Next, I **extract** the 64 round constants from the cube roots of prime numbers. This demonstrates the **"nothing up my sleeve"** principle, meaning these constants come from a transparent, publicly verifiable source rather than being secretly chosen. **This design choice ensures no hidden backdoors exist in the algorithm.**

Once the constants are established, I implement **message padding**. Padding ensures messages fit the required 512-bit block size by appending a single '1' bit, zero padding, and a 64-bit length field **encoding the original message length**. This structured padding guarantees that the message is unambiguous and can be processed in fixed size blocks.

With the message padded, I process it **block by block**. Each 512-bit block is expanded into a 64-entry message schedule, and eight working variables (a–h) are initialized from the current hash state. Over 64 rounds, these variables are updated using the message schedule, round constants, and the core **functions** (Ch, Maj, Sigma0, Sigma1).

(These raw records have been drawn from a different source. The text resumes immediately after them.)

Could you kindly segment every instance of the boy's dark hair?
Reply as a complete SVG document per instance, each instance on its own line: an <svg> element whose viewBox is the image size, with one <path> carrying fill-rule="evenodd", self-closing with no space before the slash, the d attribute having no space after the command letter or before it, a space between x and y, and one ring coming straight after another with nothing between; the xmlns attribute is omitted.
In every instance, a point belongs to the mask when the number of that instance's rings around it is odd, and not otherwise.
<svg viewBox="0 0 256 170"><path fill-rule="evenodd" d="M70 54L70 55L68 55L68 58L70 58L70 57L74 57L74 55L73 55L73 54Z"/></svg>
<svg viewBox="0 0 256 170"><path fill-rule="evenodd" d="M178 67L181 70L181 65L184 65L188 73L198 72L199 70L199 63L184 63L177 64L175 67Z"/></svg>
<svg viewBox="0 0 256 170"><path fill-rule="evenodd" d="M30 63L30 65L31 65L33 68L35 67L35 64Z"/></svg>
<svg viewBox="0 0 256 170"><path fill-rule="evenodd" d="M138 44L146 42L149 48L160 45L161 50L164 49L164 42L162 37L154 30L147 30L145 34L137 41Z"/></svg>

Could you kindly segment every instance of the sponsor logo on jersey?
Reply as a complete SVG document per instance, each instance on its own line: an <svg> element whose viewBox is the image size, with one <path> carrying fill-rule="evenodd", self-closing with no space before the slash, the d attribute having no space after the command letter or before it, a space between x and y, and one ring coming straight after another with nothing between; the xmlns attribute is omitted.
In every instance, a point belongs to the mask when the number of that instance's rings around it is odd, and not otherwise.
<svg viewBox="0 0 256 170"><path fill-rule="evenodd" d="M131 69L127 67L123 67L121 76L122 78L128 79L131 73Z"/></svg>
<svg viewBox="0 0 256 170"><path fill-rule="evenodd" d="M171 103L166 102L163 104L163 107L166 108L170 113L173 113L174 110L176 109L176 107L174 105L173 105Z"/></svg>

Finally, I explore password security through practical demonstration. Using SHA-256, I successfully recover three common passwords via dictionary attack, revealing why fast hash functions are inappropriate for password storage. This section demonstrates the critical importance of purpose built password hashing functions like Argon2id, scrypt, bcrypt that incorporate salting and intentional computational cost.

## Table of Contents
- Problem 1: Binary Words and Operations
- Problem 2: Fractional Parts of Cube Roots
- Problem 3: Padding
- Problem 4: Hashes
- Problem 5: Passwords

## Python Imports Used

In [1]:
# Import necessary libraries

# NumPy is used throughout this notebook for:
#   • handling 32-bit unsigned integers (np.uint32) to match SHA-256 word operations,
#   • mathematical functions such as np.floor and np.cbrt for computing constants,
#   • controlling numerical behaviour via np.seterr.
# Official NumPy documentation: https://numpy.org/doc/2.3/user/index.html#user
import numpy as np


# hashlib is part of Python's standard library.
# It is used in this notebook for two purposes:
#   • Problem 4: to verify the correctness of the custom SHA-256 implementation
#     by comparing its output to hashlib.sha256().
#   • Problem 5: to compute SHA-256 hashes of candidate passwords during the
#     dictionary-attack demonstration.
# Documentation: https://docs.python.org/3/library/hashlib.html
import hashlib 

## Problem 1: Binary Words and Operations

### Implement the following functions in Python. Use **NumPy** to ensure that all variables and values are treated as **32-bit integers**. These functions are defined in the **Secure Hash Standard (see page 10)**.

1. `Parity(x, y, z)`
2. `Ch(x, y, z)`
3. `Maj(x, y, z)`
4. `Sigma0(x)` - *written as $\Sigma_0^{256}(x)$ in the standard.*
5. `Sigma1(x)` - *written as $\Sigma_1^{256}(x)$ in the standard.*
6. `sigma0(x)` - *written as $\sigma_0^{256}(x)$ in the standard.*
7. `sigma1(x)` - *written as $\sigma_1^{256}(x)$ in the standard.*

### Instructions

- Document each function with a clear docstring
- Explain its purpose and behaviour in Markdown
- Test it with appropriate examples to verify correctness.

### Solution:

### 1. Parity(x, y, z) Function (Used in SHA-1 - deprecated)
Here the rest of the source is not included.